Our framework and criteria span multiple evidence types and target users, from fundamental research up to trials and, though focused on clinicians, can be relevant to researchers and decision-makers. FrACAS proposes six relatively orthogonal criteria and does not reduce them to one or two dimensions to summarize the strength or certainty of evidence [82]. FrACAS can be used as a checklist to diagnose which study design elements should be addressed for a study to change practice. Clinical translation can and does occur in the absence of one or many criteria, but we believe that careful analysis would reveal that missing criteria are assumed. We believe that the conciseness of our framework and checklist will help clinicians and trainees appraise and discuss study findings in daily practice.

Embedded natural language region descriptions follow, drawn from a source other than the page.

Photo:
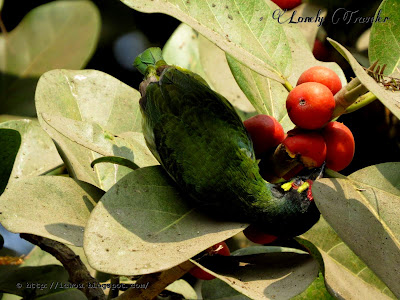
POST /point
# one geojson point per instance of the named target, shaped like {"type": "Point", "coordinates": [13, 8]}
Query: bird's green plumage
{"type": "Point", "coordinates": [201, 142]}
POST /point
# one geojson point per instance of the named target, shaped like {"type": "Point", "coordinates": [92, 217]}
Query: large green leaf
{"type": "Point", "coordinates": [345, 275]}
{"type": "Point", "coordinates": [268, 96]}
{"type": "Point", "coordinates": [384, 44]}
{"type": "Point", "coordinates": [94, 99]}
{"type": "Point", "coordinates": [216, 67]}
{"type": "Point", "coordinates": [308, 29]}
{"type": "Point", "coordinates": [37, 154]}
{"type": "Point", "coordinates": [60, 34]}
{"type": "Point", "coordinates": [65, 294]}
{"type": "Point", "coordinates": [129, 145]}
{"type": "Point", "coordinates": [50, 206]}
{"type": "Point", "coordinates": [266, 273]}
{"type": "Point", "coordinates": [188, 49]}
{"type": "Point", "coordinates": [389, 98]}
{"type": "Point", "coordinates": [10, 141]}
{"type": "Point", "coordinates": [317, 290]}
{"type": "Point", "coordinates": [244, 29]}
{"type": "Point", "coordinates": [368, 202]}
{"type": "Point", "coordinates": [146, 226]}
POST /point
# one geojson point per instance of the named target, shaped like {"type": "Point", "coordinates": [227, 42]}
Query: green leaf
{"type": "Point", "coordinates": [117, 160]}
{"type": "Point", "coordinates": [183, 288]}
{"type": "Point", "coordinates": [50, 206]}
{"type": "Point", "coordinates": [65, 101]}
{"type": "Point", "coordinates": [190, 50]}
{"type": "Point", "coordinates": [10, 141]}
{"type": "Point", "coordinates": [129, 146]}
{"type": "Point", "coordinates": [268, 96]}
{"type": "Point", "coordinates": [384, 44]}
{"type": "Point", "coordinates": [182, 49]}
{"type": "Point", "coordinates": [308, 29]}
{"type": "Point", "coordinates": [216, 67]}
{"type": "Point", "coordinates": [346, 276]}
{"type": "Point", "coordinates": [65, 294]}
{"type": "Point", "coordinates": [226, 23]}
{"type": "Point", "coordinates": [268, 273]}
{"type": "Point", "coordinates": [368, 202]}
{"type": "Point", "coordinates": [37, 154]}
{"type": "Point", "coordinates": [146, 226]}
{"type": "Point", "coordinates": [316, 290]}
{"type": "Point", "coordinates": [60, 34]}
{"type": "Point", "coordinates": [19, 281]}
{"type": "Point", "coordinates": [389, 98]}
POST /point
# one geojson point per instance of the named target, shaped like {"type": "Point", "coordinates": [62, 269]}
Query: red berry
{"type": "Point", "coordinates": [257, 236]}
{"type": "Point", "coordinates": [310, 147]}
{"type": "Point", "coordinates": [310, 105]}
{"type": "Point", "coordinates": [265, 132]}
{"type": "Point", "coordinates": [287, 4]}
{"type": "Point", "coordinates": [322, 75]}
{"type": "Point", "coordinates": [340, 145]}
{"type": "Point", "coordinates": [220, 249]}
{"type": "Point", "coordinates": [320, 52]}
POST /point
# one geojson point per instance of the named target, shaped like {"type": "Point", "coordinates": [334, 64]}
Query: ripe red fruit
{"type": "Point", "coordinates": [310, 105]}
{"type": "Point", "coordinates": [287, 4]}
{"type": "Point", "coordinates": [310, 147]}
{"type": "Point", "coordinates": [340, 145]}
{"type": "Point", "coordinates": [255, 235]}
{"type": "Point", "coordinates": [265, 132]}
{"type": "Point", "coordinates": [320, 52]}
{"type": "Point", "coordinates": [322, 75]}
{"type": "Point", "coordinates": [220, 249]}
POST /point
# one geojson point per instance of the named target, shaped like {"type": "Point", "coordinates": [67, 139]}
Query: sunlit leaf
{"type": "Point", "coordinates": [216, 67]}
{"type": "Point", "coordinates": [341, 262]}
{"type": "Point", "coordinates": [60, 34]}
{"type": "Point", "coordinates": [269, 96]}
{"type": "Point", "coordinates": [384, 44]}
{"type": "Point", "coordinates": [50, 206]}
{"type": "Point", "coordinates": [97, 105]}
{"type": "Point", "coordinates": [144, 223]}
{"type": "Point", "coordinates": [10, 141]}
{"type": "Point", "coordinates": [65, 294]}
{"type": "Point", "coordinates": [20, 281]}
{"type": "Point", "coordinates": [268, 273]}
{"type": "Point", "coordinates": [182, 49]}
{"type": "Point", "coordinates": [37, 154]}
{"type": "Point", "coordinates": [244, 29]}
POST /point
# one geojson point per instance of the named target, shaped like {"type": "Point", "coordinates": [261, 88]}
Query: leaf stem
{"type": "Point", "coordinates": [156, 282]}
{"type": "Point", "coordinates": [113, 293]}
{"type": "Point", "coordinates": [288, 86]}
{"type": "Point", "coordinates": [347, 96]}
{"type": "Point", "coordinates": [361, 102]}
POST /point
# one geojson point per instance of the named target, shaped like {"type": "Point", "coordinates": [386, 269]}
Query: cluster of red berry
{"type": "Point", "coordinates": [315, 139]}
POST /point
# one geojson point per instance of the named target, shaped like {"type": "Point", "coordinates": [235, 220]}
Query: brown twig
{"type": "Point", "coordinates": [155, 283]}
{"type": "Point", "coordinates": [78, 273]}
{"type": "Point", "coordinates": [388, 82]}
{"type": "Point", "coordinates": [3, 28]}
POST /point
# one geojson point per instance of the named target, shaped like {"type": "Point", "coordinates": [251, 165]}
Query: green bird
{"type": "Point", "coordinates": [201, 142]}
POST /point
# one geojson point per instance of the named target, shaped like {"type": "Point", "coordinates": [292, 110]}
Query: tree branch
{"type": "Point", "coordinates": [78, 273]}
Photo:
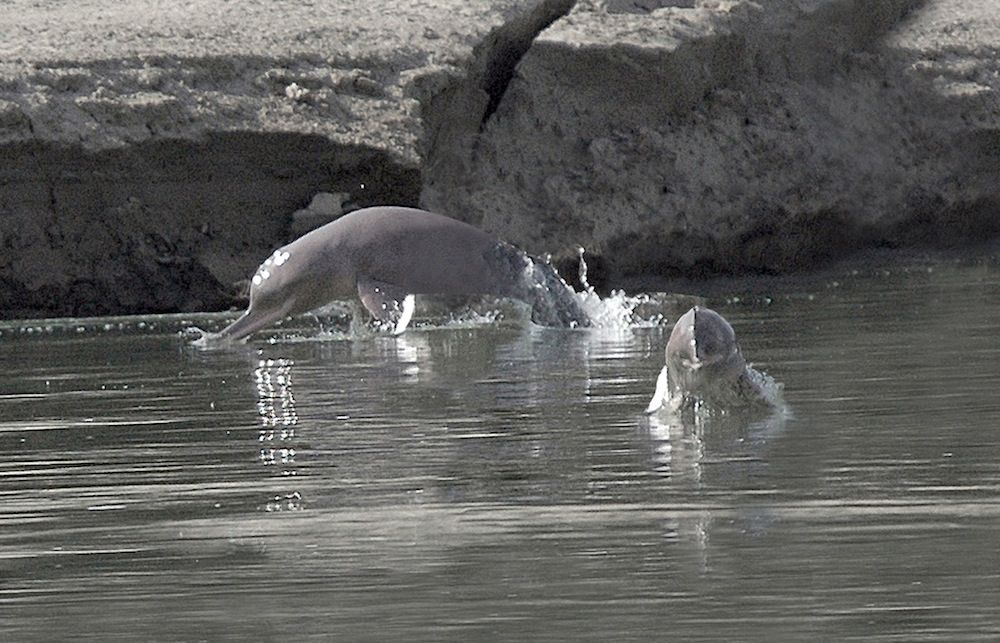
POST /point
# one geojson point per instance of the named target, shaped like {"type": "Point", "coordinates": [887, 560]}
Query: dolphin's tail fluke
{"type": "Point", "coordinates": [536, 282]}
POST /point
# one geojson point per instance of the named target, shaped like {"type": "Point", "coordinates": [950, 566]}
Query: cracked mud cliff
{"type": "Point", "coordinates": [151, 155]}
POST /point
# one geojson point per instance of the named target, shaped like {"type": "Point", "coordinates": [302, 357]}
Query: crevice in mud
{"type": "Point", "coordinates": [456, 109]}
{"type": "Point", "coordinates": [166, 225]}
{"type": "Point", "coordinates": [505, 46]}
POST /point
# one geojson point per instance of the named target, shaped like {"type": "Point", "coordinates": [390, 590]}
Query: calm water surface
{"type": "Point", "coordinates": [499, 482]}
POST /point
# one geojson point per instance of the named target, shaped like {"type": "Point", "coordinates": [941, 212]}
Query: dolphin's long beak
{"type": "Point", "coordinates": [246, 325]}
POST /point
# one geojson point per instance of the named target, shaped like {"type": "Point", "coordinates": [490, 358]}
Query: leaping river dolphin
{"type": "Point", "coordinates": [386, 255]}
{"type": "Point", "coordinates": [704, 362]}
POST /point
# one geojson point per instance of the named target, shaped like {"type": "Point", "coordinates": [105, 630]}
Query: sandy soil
{"type": "Point", "coordinates": [154, 152]}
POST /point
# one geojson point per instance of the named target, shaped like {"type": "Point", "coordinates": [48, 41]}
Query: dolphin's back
{"type": "Point", "coordinates": [422, 252]}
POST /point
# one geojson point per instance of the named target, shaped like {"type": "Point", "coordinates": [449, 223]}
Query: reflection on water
{"type": "Point", "coordinates": [492, 480]}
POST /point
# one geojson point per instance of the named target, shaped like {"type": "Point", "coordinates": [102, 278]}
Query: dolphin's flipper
{"type": "Point", "coordinates": [661, 392]}
{"type": "Point", "coordinates": [386, 302]}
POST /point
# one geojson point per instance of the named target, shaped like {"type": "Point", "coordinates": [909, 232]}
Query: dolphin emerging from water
{"type": "Point", "coordinates": [385, 256]}
{"type": "Point", "coordinates": [704, 362]}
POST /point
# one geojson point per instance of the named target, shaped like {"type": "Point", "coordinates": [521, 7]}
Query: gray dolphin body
{"type": "Point", "coordinates": [385, 255]}
{"type": "Point", "coordinates": [704, 362]}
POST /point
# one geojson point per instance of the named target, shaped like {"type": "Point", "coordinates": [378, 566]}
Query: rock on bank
{"type": "Point", "coordinates": [151, 155]}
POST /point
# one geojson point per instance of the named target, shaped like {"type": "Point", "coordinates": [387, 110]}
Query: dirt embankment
{"type": "Point", "coordinates": [150, 156]}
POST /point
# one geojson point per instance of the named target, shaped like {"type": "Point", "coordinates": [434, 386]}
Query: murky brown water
{"type": "Point", "coordinates": [500, 482]}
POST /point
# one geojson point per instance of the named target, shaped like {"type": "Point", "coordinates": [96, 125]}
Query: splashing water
{"type": "Point", "coordinates": [535, 281]}
{"type": "Point", "coordinates": [616, 311]}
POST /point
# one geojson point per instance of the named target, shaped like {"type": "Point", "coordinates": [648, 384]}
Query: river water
{"type": "Point", "coordinates": [489, 480]}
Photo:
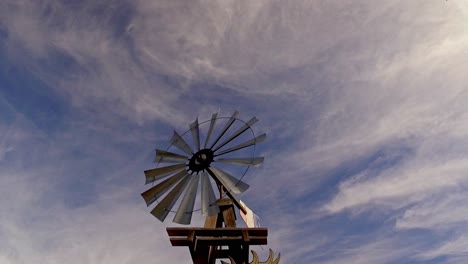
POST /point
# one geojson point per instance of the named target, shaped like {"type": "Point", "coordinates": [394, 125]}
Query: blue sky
{"type": "Point", "coordinates": [364, 103]}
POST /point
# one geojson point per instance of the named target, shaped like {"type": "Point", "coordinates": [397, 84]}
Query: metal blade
{"type": "Point", "coordinates": [166, 156]}
{"type": "Point", "coordinates": [156, 191]}
{"type": "Point", "coordinates": [238, 132]}
{"type": "Point", "coordinates": [208, 197]}
{"type": "Point", "coordinates": [242, 161]}
{"type": "Point", "coordinates": [230, 182]}
{"type": "Point", "coordinates": [180, 143]}
{"type": "Point", "coordinates": [210, 130]}
{"type": "Point", "coordinates": [195, 133]}
{"type": "Point", "coordinates": [164, 207]}
{"type": "Point", "coordinates": [226, 127]}
{"type": "Point", "coordinates": [243, 145]}
{"type": "Point", "coordinates": [184, 213]}
{"type": "Point", "coordinates": [159, 173]}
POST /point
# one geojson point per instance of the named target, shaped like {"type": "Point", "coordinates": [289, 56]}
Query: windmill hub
{"type": "Point", "coordinates": [201, 160]}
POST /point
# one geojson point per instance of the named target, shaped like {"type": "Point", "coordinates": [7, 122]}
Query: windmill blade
{"type": "Point", "coordinates": [180, 143]}
{"type": "Point", "coordinates": [242, 161]}
{"type": "Point", "coordinates": [208, 198]}
{"type": "Point", "coordinates": [243, 145]}
{"type": "Point", "coordinates": [165, 206]}
{"type": "Point", "coordinates": [238, 132]}
{"type": "Point", "coordinates": [195, 133]}
{"type": "Point", "coordinates": [210, 130]}
{"type": "Point", "coordinates": [184, 213]}
{"type": "Point", "coordinates": [230, 182]}
{"type": "Point", "coordinates": [157, 191]}
{"type": "Point", "coordinates": [166, 156]}
{"type": "Point", "coordinates": [226, 127]}
{"type": "Point", "coordinates": [159, 173]}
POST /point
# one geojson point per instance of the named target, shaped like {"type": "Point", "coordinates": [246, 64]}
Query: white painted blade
{"type": "Point", "coordinates": [184, 213]}
{"type": "Point", "coordinates": [208, 197]}
{"type": "Point", "coordinates": [230, 182]}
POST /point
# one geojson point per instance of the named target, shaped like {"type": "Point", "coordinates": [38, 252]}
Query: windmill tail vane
{"type": "Point", "coordinates": [197, 166]}
{"type": "Point", "coordinates": [202, 158]}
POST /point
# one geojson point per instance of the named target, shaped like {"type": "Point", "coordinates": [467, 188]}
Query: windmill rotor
{"type": "Point", "coordinates": [194, 166]}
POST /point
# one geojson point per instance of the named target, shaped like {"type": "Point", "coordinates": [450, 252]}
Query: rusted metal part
{"type": "Point", "coordinates": [255, 260]}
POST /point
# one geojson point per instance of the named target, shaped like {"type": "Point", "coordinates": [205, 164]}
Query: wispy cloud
{"type": "Point", "coordinates": [364, 104]}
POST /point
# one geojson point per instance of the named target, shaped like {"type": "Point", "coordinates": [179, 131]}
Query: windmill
{"type": "Point", "coordinates": [193, 167]}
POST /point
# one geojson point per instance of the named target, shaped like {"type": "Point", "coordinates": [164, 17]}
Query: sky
{"type": "Point", "coordinates": [365, 104]}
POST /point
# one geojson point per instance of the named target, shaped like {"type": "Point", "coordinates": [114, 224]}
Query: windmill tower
{"type": "Point", "coordinates": [205, 165]}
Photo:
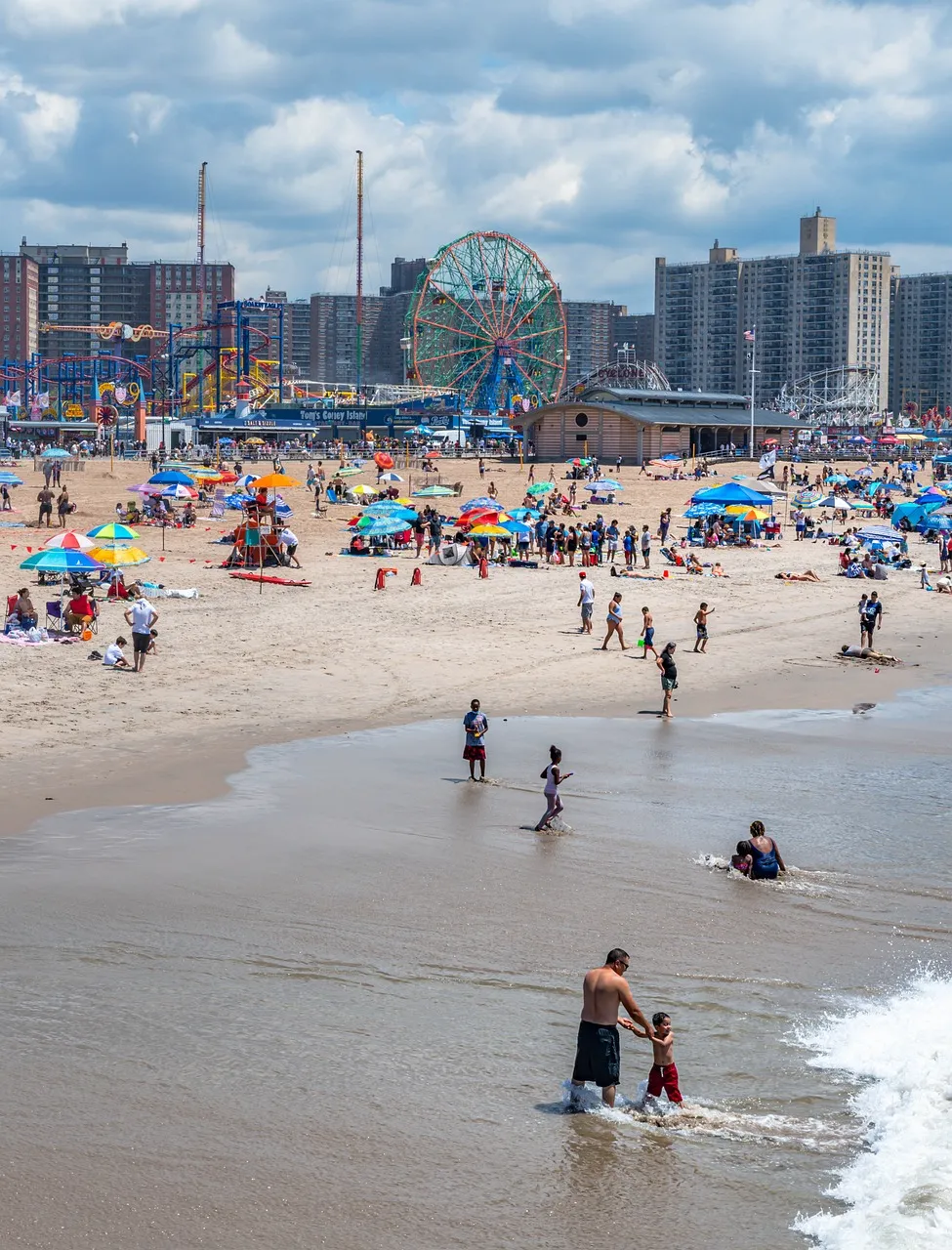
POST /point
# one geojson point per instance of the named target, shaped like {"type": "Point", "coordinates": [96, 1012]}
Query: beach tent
{"type": "Point", "coordinates": [731, 492]}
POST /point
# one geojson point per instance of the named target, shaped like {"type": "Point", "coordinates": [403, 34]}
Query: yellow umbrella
{"type": "Point", "coordinates": [119, 558]}
{"type": "Point", "coordinates": [273, 481]}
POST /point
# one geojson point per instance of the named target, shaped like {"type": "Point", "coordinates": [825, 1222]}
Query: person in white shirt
{"type": "Point", "coordinates": [114, 657]}
{"type": "Point", "coordinates": [142, 616]}
{"type": "Point", "coordinates": [289, 541]}
{"type": "Point", "coordinates": [586, 602]}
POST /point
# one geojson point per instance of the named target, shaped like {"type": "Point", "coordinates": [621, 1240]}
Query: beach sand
{"type": "Point", "coordinates": [239, 668]}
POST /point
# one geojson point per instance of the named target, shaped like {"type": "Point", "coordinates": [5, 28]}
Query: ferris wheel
{"type": "Point", "coordinates": [486, 320]}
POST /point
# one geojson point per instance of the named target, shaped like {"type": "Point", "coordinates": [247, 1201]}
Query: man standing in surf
{"type": "Point", "coordinates": [598, 1055]}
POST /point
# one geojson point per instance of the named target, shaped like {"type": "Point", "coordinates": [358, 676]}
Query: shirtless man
{"type": "Point", "coordinates": [598, 1057]}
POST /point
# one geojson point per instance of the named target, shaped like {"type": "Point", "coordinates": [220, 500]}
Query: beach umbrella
{"type": "Point", "coordinates": [174, 478]}
{"type": "Point", "coordinates": [272, 481]}
{"type": "Point", "coordinates": [433, 492]}
{"type": "Point", "coordinates": [62, 561]}
{"type": "Point", "coordinates": [70, 540]}
{"type": "Point", "coordinates": [731, 492]}
{"type": "Point", "coordinates": [488, 531]}
{"type": "Point", "coordinates": [114, 531]}
{"type": "Point", "coordinates": [384, 526]}
{"type": "Point", "coordinates": [119, 557]}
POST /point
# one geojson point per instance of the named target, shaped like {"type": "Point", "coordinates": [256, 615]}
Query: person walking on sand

Finally, our framework emphasizes the highly contextual and potentially subjective nature of appraising clinical applicability. By explicitly describing study design elements and data sources to be examined for each criterion, we show that determining practice-changing status requires the consideration of an increasing number of features. Whereas classifying articles as practice informing can be based on the appraisal of the individual study in question, a practice changing classification requires consideration of the cumulative evidence base, current standard and specific practice setting. Changing practice is an interdisciplinary and concerted effort requiring both methodological and substantive expertise.

Limitations

Although we carried out a robust literature search, extraction, and synthesis process, we did not conduct a formal systematic review. Even if we used a very wide search strategy, we may have omitted applicability frameworks. Our review serves primarily as a map to compare frameworks and criteria rather than to examine their relative strengths and weaknesses [15, 16, 83,84,85]. The process of developing a conceptual framework entails some subjectivity and variability; although a formal Delphi method was not employed, we included a wide range of inputs to iterate versions of our framework (current frameworks, debates in epidemiology, multiple stakeholders, and pilot testing). This representativity and the relative overlap with existing frameworks provide face and content validity. Ultimately, the most proper test of validity and usefulness of our framework will be determined in its usage and application in the real world; further refinements may benefit from wider inclusion of patient and institutional stakeholders.

Conclusion

Frameworks appraising applicability can be classified according to the types of evidence assessed, target users, and areas of applicability (internal validity, clinical applicability, external validity, applicability at population/system level). We proposed a concise framework focusing on clinical applicability which uses six criteria to classify studies into three evidence domains: research, practice informing, or practice changing. Our framework can be used as a tool for the design, appraisal, and interpretation of epidemiological and clinical studies to improve their clinical applicability.